Archive for June, 2018

Book Review: Tribes

Monday, June 25th, 2018

An emerging concept in business is the tribe, a group with its own identity and culture and sometimes its own language. With a clear sense of belonging and intense loyalty, a tribe has a clear purpose. A tribe of committed individuals with a common vision and shared values can change the world.

book cover imageJunger, Sebastian. Tribe : on homecoming and belonging. Twelve, 2016.

Journalist, author and film director Sebastian Junger uses examples from his personal experiences as a war correspondent and his research on native Americans to explain that the wealth of modern society has spawned a desperate cycle of work and financial obligation, and also alienation, anxiety and depression. What is missing is a sense of belonging; an ethos that values loyalty and courage; and a fundamental egalitarianism. Junger’s “tribe” is a small group defined by a clear purpose and understanding. Recommended.

Also available as an eBook and audiobook on OverDrive.

book cover imageDean, Will. It takes a tribe : building the Tough Mudder movement. Portfolio/Penguin, 2017.

Will Dean is the founder and CEO of Tough Mudder, a $130M company that offers hardcore 10-12 mile obstacle mud run challenges that push participants to their limits. Promoting values of personal achievement and courage, Tough Mudders are also based on mutual cooperation and fun. Team based events offer a physical rite of passage that fosters loyalty and creates lasting bonds among members of the tribe. This is the entertaining story of the company and its founder.

Also available as an eBook and audiobook on OverDrive.

book cover imageFerris, Timothy. Tribe of mentors : short life advice from the best in the world. Houghton Mifflin Harcourt, 2017.

Tim Ferris’s tribe is in name only. Ferris has made a lucrative career on getting the most impact out of the least amount of work. For his latest book, he sent 11 questions to 100 people and collected their shallow responses. Amazon reviewer Pop Tarts?! ROTFL has done my work for me when he sums it up this way: “This book is basically attempting to do what Tools of Titans has already done, but with way less valuable content. Kind of like that awesome blockbuster movie you saw that they made a lame, half-baked sequel to.”

Also available as an eBook on OverDrive.

© Meg Trauner & Ford Library – Fuqua School of Business.
All rights reserved.

New Movies for June

Wednesday, June 20th, 2018

Here are latest additions  to the DVD collection:

AnnihilationAnnihilation Cover
Early Man
Mary and the Witch’s flower
Please Stand By
Red Sparrow
Black Panther
I Kill Giants
Miss Stevens
Wonderstruck

You may browse the entire DVD collection via the library catalog.

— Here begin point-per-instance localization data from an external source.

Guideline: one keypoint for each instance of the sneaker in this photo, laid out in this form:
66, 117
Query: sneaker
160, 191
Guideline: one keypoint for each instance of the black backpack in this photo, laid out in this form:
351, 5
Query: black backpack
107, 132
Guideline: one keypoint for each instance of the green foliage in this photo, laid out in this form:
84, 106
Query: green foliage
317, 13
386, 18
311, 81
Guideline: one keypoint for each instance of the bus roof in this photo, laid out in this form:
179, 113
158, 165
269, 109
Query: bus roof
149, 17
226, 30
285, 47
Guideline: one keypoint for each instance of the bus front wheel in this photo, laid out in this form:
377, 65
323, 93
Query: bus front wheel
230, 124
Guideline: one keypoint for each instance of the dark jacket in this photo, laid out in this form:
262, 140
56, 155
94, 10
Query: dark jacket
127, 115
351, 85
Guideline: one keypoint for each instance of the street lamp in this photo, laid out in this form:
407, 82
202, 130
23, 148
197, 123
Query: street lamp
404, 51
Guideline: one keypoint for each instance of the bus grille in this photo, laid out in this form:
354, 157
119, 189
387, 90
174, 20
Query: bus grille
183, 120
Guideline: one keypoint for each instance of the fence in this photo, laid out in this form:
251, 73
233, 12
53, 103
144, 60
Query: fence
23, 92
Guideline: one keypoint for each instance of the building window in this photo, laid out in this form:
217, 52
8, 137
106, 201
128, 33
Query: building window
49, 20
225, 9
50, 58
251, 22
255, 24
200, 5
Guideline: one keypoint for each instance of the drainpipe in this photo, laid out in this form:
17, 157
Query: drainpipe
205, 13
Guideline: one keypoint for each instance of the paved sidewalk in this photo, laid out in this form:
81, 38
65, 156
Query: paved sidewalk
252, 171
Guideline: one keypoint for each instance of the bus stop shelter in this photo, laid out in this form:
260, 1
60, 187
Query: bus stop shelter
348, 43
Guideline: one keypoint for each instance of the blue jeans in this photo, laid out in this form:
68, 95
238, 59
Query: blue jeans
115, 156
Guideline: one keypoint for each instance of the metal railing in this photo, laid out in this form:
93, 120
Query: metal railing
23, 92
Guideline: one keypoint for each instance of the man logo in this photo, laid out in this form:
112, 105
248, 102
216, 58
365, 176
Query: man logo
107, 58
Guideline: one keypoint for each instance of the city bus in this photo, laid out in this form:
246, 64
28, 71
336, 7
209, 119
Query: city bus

Book Review: Never Split the Difference

Monday, June 4th, 2018

Voss, Christopher. Never split the difference : negotiating as if your life depended on it. HarperBusiness, 2016.

Never Split the DifferenceNever Split the Difference: Negotiating as if Your Life Depended on It (2016) by Chris Voss with Tahl Raz explores a wealth of negotiating techniques presented in a framework of topical chapters that are meant to build on and to inform one another.

Throughout the book, Voss shares stories about his work as an FBI negotiator, beginning each chapter with a dramatic kidnapping or hostage situation. These anecdotes make the book hard to put down. The reader’s attention is kidnapped as well until the situation is resolved – and each technique explained.

An over-arching theme of the book is that creating adversarial relationships, quid pro quo bargaining, and compromise – what could be considered aspects of traditional negotiation – aren’t the best techniques or outcomes. Voss instead advocates listening actively, creating empathy, becoming comfortable with “no,” and humanizing your counterpart as just some of the tools of successful negotiators.

Voss teases out each technique, explaining it, showing how it is used in the process and providing tips, tricks, and easily memorized phrases to use. He also points out that negotiation is not a 1-2-3 process but a fluid dynamic where the skilled negotiator uses these tools interchangeably, repeatedly, and with emotional insight to move toward resolution.

The book can be challenging as Voss pushes his reader to understand that negotiation will at times be an uncomfortable and self-conscious process. For example, mirroring – an active listening technique that involves repeating what your counterpart is saying – can seem transparently manipulative, but can also be an effective way to build empathy.

Voss’s success in engaging his reader does falter, especially when he moves away from the life and death FBI negotiations to more mundane negotiations where one party can simply walk away from a deal. Further, his writing is sometimes gratingly self-promoting, as he repeatedly reminds his reader of his prestigious titles and positions. The experiences he relates are already more than sufficient to cement his reputation.

If the reader chooses to set aside these weaknesses, they can enjoy Never Split the Difference, as it delivers the excitement of a thriller with its hostage negotiation stories and presents the practical techniques that made these negotiations successful.

Also available as an eBook or audiobook on OverDrive and on Notable Business Books Kindles.